Aleksey glanced at me for a moment. I schooled my expression to one of careless indifference to his opinion, but I was fractionally too late, and he saw the truth of my thoughts. He smiled very privately and nudged Boudica toward me. I did not want him to presume upon our relationship and say something I would not want Etienne to hear, so interjected quickly, “Etienne has some information relevant to our journey.”

Aleksey made a polite gesture for Etienne to come between us as we slowly walked the horses forward. I had a feeling I would be seeing some other, less friendly gestures later.

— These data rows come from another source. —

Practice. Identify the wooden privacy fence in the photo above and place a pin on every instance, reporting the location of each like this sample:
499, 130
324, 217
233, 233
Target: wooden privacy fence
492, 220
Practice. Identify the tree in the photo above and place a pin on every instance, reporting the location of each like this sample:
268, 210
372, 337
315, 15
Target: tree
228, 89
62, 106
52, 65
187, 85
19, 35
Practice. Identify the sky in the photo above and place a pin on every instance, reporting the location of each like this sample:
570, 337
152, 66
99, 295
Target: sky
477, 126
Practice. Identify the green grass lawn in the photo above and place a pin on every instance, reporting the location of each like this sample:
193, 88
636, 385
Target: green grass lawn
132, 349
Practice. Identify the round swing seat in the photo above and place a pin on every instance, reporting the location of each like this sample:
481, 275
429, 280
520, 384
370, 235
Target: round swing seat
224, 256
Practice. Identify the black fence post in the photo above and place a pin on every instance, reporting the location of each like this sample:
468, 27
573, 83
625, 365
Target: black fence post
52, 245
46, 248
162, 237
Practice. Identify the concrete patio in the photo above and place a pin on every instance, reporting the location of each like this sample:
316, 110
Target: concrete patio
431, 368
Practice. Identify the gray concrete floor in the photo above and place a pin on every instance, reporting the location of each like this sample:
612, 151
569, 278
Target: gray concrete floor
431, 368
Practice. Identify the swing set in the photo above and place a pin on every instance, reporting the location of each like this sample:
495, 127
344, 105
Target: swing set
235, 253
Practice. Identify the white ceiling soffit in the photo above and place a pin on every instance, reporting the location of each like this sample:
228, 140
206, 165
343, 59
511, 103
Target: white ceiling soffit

“I was about to tell my friend that he should turn back from this journey, and I now advise you both to consider this.”

“Why, sir? What do you know?”

“I know nothing,mon petit roi, but the trees whisper their secrets to those who will listen.”

“Oh, for goodness sake….” Aleksey was about to wheel his horse away when Etienne caught the bridle.

“I have heard screaming in the night—a man devoid of all reason.” He crossed himself, and Aleksey copied this old, reassuring gesture without thinking. They actually had a lot in common, when I thought about it—besides their beauty. Both were unusually well educated for their time, both had traveled beyond one world, and both clearly enjoyed the telling and hearing of stories, although I doubt either would admit that this was what their faces betrayed now.

“Where have you heard this? At the abandoned colony? Have you actually been there and investigated?”

I chuckled privately at the thought of this for some reason.